- Spouse: Nogai Khan
- House: Palaiologos (illegitimate)
- Father: Michael VIII Palaiologos
- Mother: Diplovatatzina

= Euphrosyne Palaiologina (daughter of Michael VIII) =

Wife of Nogai Khan

Euphrosyne Palaiologina (Ευφροσύνη Παλαιολογίνα) was an illegitimate daughter of Byzantine Emperor Michael VIII Palaiologos and his mistress Diplovatatzina, who married Nogai Khan in order to form a Byzantine–Mongol alliance. She was named after goddess Euphrosyne, and was also known as Irene.

==Biography==
In 1266, Emperor Michael VIII Palaiologos, anxious to make an alliance, gave his daughter Euphrosyne to Nogai Khan of the Golden Horde as a wife, after the latter had invaded Thrace a year earlier.

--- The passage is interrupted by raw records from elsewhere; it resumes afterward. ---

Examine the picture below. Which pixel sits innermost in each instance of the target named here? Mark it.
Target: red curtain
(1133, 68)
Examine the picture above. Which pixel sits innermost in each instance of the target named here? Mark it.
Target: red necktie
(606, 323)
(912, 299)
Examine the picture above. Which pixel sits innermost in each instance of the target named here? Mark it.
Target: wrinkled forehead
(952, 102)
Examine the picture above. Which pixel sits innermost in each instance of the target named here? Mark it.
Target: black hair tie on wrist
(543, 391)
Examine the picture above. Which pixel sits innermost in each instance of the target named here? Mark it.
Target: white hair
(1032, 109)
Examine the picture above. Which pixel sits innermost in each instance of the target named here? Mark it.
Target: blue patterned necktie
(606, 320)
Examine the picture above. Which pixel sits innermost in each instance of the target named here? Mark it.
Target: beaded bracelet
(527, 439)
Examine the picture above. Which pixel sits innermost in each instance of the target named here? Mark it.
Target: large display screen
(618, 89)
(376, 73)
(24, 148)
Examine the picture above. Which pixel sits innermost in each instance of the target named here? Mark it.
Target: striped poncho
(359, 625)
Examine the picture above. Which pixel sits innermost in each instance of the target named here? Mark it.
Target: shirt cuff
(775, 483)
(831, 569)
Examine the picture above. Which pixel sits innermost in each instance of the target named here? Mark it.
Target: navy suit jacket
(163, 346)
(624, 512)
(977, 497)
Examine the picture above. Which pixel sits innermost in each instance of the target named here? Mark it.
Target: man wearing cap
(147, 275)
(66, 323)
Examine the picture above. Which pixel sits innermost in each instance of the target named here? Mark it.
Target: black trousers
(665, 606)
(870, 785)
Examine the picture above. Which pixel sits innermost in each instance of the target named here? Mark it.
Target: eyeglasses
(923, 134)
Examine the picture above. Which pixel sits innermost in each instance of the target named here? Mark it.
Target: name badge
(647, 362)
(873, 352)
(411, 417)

George Pachymeres reported that during the Uprising of Ivaylo, Euphrosyne contacted her family in Constantinople to inform them that Ivaylo had arrived in the Golden Horde. Consequently, Michael VIII sent his son-in-law to Nogai, the former Bulgarian king Ivan Asen III who was married to Euphrosyne's half-sister Irene Palaiologina. Divided between the two contenders for the Bulgarian crown, Nogai initially hesitated and delayed his decision. However, Euphrosyne sided with Ivan Asen III, and Ivaylo was killed during a feast attended by both contenders. Later on, Euphrosyne requested from her husband to spare Ivan Asen III, the second pretender to the Bulgarian throne, from execution, which allowed him to flee to Asia Minor.

Euphrosyne had arranged the marriage of Crimean merchant Pandoleon's daughter, Euphrosyne of Bulgaria, to Theodore Svetoslav, who lived as a hostage in the khan's court. Pandoleon was a close friend of Khan Nogai. Therefore, Pantaleon was honored to have his daughter baptized by Euphrosyne's name.

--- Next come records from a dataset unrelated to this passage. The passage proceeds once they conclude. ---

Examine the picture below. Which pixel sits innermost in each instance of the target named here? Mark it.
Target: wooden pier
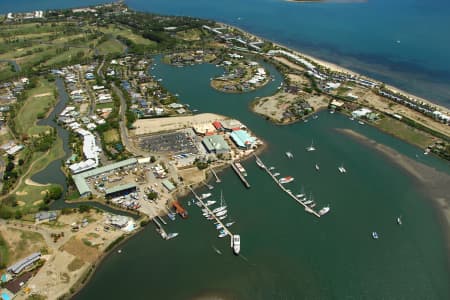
(215, 175)
(244, 181)
(281, 186)
(225, 228)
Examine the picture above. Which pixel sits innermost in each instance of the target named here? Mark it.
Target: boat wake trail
(217, 250)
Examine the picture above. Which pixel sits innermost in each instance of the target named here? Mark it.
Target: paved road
(123, 125)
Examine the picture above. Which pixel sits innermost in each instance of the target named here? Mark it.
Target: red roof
(217, 125)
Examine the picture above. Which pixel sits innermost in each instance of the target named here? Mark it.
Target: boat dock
(160, 229)
(225, 228)
(307, 208)
(215, 175)
(244, 181)
(162, 220)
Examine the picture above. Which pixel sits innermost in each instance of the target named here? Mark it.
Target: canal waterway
(286, 252)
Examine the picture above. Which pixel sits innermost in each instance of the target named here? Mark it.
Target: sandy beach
(435, 183)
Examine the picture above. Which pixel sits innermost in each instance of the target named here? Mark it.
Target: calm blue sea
(404, 42)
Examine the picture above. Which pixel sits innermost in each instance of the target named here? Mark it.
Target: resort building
(80, 179)
(243, 139)
(216, 144)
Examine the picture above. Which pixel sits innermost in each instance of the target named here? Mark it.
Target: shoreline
(335, 67)
(434, 183)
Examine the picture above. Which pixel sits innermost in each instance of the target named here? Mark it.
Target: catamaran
(229, 224)
(324, 210)
(236, 244)
(311, 147)
(222, 234)
(206, 195)
(171, 235)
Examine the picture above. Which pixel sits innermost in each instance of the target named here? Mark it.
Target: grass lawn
(40, 100)
(111, 136)
(111, 46)
(126, 32)
(4, 253)
(403, 131)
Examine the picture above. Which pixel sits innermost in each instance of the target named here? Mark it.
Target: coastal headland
(129, 143)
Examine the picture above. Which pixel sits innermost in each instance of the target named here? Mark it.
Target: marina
(240, 175)
(281, 186)
(224, 230)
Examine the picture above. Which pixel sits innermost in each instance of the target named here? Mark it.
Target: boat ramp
(281, 186)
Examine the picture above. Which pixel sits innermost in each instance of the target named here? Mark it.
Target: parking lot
(176, 143)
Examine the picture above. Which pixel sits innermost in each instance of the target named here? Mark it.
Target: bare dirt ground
(274, 106)
(149, 126)
(72, 256)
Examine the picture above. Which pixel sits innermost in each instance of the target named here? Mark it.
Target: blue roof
(5, 296)
(242, 138)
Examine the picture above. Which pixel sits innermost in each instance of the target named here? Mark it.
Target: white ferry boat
(311, 147)
(221, 213)
(240, 168)
(236, 244)
(286, 179)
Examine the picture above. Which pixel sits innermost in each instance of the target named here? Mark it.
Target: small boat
(324, 210)
(286, 179)
(221, 213)
(260, 164)
(222, 234)
(171, 216)
(172, 235)
(236, 244)
(311, 147)
(217, 250)
(206, 195)
(229, 224)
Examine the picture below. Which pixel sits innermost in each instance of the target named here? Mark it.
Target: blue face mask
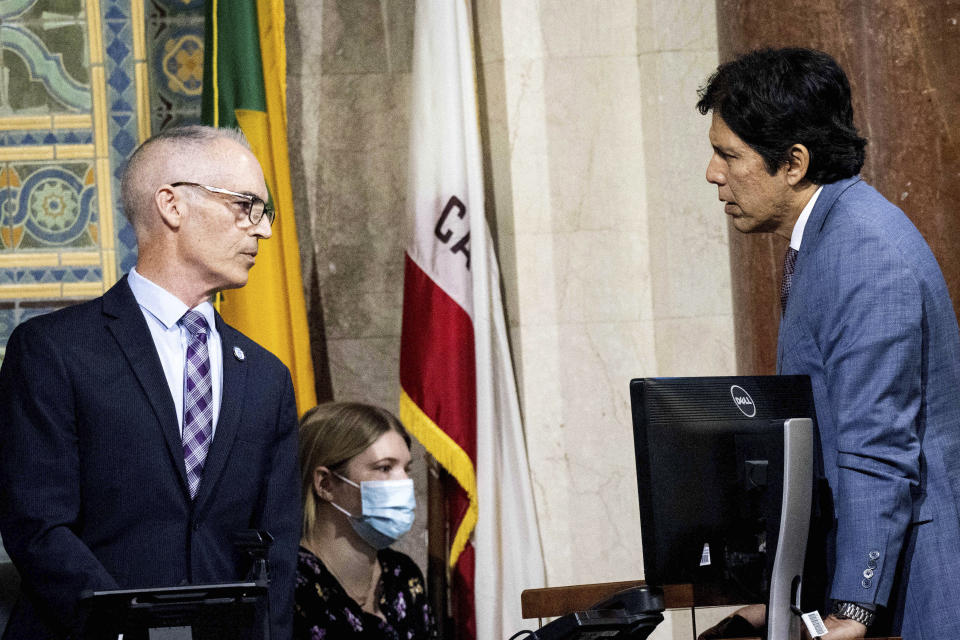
(388, 510)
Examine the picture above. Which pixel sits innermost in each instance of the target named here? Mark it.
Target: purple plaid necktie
(197, 399)
(789, 261)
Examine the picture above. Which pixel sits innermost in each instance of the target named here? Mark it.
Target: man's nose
(263, 229)
(715, 173)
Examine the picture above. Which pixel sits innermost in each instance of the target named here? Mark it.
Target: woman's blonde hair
(331, 434)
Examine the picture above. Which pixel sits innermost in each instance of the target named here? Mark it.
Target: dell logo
(743, 401)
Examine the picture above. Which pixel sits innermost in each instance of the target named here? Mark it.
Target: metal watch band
(853, 611)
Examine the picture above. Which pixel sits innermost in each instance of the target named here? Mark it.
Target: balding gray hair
(132, 196)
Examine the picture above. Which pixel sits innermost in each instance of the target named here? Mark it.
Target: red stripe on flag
(437, 360)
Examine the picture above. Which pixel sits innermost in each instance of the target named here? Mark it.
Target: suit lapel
(125, 321)
(231, 407)
(811, 234)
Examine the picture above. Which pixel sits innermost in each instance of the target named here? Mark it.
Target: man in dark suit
(138, 431)
(867, 315)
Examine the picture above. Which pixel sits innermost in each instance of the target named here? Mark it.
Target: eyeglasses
(256, 208)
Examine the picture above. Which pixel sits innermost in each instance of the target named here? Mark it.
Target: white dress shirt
(797, 235)
(163, 311)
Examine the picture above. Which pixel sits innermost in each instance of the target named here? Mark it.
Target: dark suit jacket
(870, 320)
(93, 490)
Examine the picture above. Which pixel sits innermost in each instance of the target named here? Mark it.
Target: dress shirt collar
(797, 236)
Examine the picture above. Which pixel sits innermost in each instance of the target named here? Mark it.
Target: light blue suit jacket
(870, 320)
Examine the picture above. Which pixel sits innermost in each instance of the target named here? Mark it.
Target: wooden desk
(551, 602)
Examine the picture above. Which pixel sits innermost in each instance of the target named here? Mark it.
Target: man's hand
(746, 621)
(844, 629)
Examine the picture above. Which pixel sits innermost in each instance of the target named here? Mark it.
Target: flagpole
(438, 583)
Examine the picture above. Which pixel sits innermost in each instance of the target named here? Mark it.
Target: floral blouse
(323, 610)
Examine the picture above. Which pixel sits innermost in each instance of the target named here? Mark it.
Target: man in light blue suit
(867, 315)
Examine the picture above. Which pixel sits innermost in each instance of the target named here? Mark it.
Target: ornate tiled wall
(175, 50)
(82, 82)
(73, 104)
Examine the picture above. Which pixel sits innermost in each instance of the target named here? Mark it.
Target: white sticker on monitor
(814, 622)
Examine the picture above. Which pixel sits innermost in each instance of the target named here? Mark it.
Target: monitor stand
(783, 619)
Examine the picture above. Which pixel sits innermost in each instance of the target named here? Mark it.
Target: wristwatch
(853, 611)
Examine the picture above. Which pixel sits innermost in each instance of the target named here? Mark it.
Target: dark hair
(775, 98)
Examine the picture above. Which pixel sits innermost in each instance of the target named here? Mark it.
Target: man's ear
(798, 163)
(170, 204)
(322, 479)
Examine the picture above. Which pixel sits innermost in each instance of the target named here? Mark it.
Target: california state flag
(459, 396)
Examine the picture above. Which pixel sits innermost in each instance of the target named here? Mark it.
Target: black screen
(709, 455)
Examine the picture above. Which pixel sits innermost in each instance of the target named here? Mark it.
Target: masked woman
(357, 500)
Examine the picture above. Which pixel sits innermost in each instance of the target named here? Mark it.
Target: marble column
(900, 56)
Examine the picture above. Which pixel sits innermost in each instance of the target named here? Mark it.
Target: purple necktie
(197, 399)
(789, 261)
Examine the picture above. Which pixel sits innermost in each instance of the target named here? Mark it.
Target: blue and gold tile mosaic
(82, 83)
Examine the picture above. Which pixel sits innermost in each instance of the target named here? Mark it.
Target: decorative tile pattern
(73, 105)
(175, 46)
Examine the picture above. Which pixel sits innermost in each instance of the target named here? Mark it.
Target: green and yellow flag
(245, 86)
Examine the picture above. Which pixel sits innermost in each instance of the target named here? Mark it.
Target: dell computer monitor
(725, 480)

Euphrosyne kept acting for the interests of Constantinople, in which she supported Andronikos II Palaiologos. She also strengthened the position of Theodore Svetoslav, and went against Smiltsena Palaiologina who sought an alliance with Serbian King Stefan Milutin.

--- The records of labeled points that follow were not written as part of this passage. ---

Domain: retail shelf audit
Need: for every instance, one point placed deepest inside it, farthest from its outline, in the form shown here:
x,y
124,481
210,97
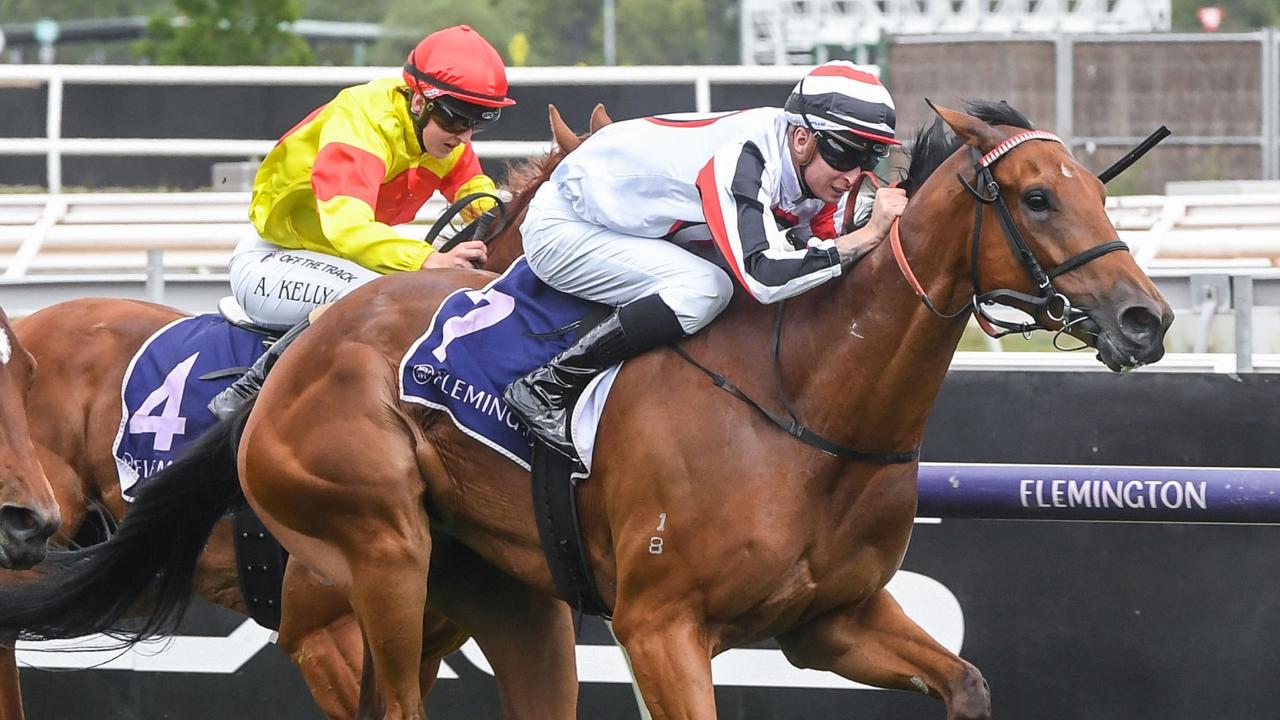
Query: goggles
x,y
844,154
458,118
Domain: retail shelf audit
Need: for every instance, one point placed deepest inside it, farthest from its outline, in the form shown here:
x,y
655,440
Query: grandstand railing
x,y
1212,255
54,146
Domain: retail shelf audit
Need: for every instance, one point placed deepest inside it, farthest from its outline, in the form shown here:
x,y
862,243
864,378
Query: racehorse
x,y
705,525
74,408
28,511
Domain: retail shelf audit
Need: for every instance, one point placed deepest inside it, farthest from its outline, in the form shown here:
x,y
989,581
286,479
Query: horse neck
x,y
864,358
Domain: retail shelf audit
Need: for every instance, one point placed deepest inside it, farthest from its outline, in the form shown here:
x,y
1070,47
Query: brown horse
x,y
74,408
758,534
28,511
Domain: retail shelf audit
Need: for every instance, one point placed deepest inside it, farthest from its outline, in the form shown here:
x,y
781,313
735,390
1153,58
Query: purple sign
x,y
1100,492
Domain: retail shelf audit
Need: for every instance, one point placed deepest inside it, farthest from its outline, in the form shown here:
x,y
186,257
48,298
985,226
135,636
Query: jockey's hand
x,y
476,208
888,205
470,254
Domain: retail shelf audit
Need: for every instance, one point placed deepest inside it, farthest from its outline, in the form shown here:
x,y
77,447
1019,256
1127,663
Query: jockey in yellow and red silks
x,y
328,194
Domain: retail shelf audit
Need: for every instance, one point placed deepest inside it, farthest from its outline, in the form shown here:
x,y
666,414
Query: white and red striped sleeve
x,y
736,205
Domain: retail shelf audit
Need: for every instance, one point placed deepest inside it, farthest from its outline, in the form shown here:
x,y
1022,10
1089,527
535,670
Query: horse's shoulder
x,y
95,319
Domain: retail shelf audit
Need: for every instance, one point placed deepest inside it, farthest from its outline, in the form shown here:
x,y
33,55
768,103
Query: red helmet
x,y
458,63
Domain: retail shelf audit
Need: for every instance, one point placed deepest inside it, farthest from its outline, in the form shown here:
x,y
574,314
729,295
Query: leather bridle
x,y
1047,299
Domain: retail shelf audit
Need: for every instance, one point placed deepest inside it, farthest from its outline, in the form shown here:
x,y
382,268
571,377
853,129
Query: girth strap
x,y
791,424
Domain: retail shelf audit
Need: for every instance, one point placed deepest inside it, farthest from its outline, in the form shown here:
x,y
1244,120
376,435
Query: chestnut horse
x,y
28,511
74,409
760,534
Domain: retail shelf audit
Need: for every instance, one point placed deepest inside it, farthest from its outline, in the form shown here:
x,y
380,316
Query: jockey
x,y
627,218
327,195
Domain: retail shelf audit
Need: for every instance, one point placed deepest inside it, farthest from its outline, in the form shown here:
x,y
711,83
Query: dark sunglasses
x,y
455,121
844,156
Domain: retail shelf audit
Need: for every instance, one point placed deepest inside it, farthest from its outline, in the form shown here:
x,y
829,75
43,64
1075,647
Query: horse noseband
x,y
1046,295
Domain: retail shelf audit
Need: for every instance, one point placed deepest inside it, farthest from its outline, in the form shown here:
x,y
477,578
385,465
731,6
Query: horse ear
x,y
970,130
599,118
565,137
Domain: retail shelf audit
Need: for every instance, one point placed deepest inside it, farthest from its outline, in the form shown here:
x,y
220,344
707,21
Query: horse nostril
x,y
23,524
1141,327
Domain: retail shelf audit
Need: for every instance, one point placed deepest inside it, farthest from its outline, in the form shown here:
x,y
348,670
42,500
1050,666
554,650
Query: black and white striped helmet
x,y
840,96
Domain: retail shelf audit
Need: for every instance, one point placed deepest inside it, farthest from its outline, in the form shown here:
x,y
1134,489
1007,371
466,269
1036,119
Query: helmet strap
x,y
804,158
419,118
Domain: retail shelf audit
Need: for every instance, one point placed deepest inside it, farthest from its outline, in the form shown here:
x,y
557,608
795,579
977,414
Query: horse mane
x,y
933,144
524,178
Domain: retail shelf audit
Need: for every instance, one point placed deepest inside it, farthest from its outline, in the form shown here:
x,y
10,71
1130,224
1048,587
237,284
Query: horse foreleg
x,y
878,645
671,661
10,687
525,634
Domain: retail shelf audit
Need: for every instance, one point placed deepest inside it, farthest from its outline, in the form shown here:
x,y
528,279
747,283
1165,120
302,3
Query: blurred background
x,y
131,131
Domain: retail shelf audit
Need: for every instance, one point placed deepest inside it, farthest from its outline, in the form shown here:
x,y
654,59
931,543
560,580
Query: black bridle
x,y
1046,299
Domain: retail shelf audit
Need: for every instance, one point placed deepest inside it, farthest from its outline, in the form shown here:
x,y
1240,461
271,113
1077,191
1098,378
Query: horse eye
x,y
1037,200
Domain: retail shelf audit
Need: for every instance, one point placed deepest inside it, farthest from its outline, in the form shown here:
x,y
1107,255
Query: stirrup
x,y
227,402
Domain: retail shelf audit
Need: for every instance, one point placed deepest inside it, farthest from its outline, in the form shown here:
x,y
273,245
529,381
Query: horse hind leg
x,y
878,645
670,659
526,636
350,509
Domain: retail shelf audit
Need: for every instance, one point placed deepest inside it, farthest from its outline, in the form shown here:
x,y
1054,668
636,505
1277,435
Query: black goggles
x,y
844,155
456,119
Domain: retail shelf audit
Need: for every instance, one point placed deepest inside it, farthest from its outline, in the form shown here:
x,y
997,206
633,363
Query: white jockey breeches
x,y
278,287
593,261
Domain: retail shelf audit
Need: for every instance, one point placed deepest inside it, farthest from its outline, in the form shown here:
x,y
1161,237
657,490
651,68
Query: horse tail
x,y
145,572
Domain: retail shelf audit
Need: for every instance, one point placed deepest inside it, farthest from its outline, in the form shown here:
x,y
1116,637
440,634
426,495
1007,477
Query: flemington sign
x,y
1100,492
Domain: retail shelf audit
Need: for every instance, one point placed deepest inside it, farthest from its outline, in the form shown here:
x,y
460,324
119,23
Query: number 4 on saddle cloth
x,y
167,384
483,340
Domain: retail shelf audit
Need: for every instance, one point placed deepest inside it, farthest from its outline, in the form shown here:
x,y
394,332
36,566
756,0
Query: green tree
x,y
225,32
565,32
407,23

Khan Nogai was killed in 1299/1300 by the Mongols of Toqta in the battle of Kagamlik, near the Dnieper. The fate of Euphrosyne Palaeologina around these events is unknown. It is possible that she died before her husband, fell victim to power struggles in the Golden Horde after his death, or was sent back to Constantinople.

==Personal life==
Euphrosyne and Nogai are not known to have had children.

Her sister Maria Palaiologina married Abaqa Khan of Ilkhanid Persia. She was the step-mother of Chaka.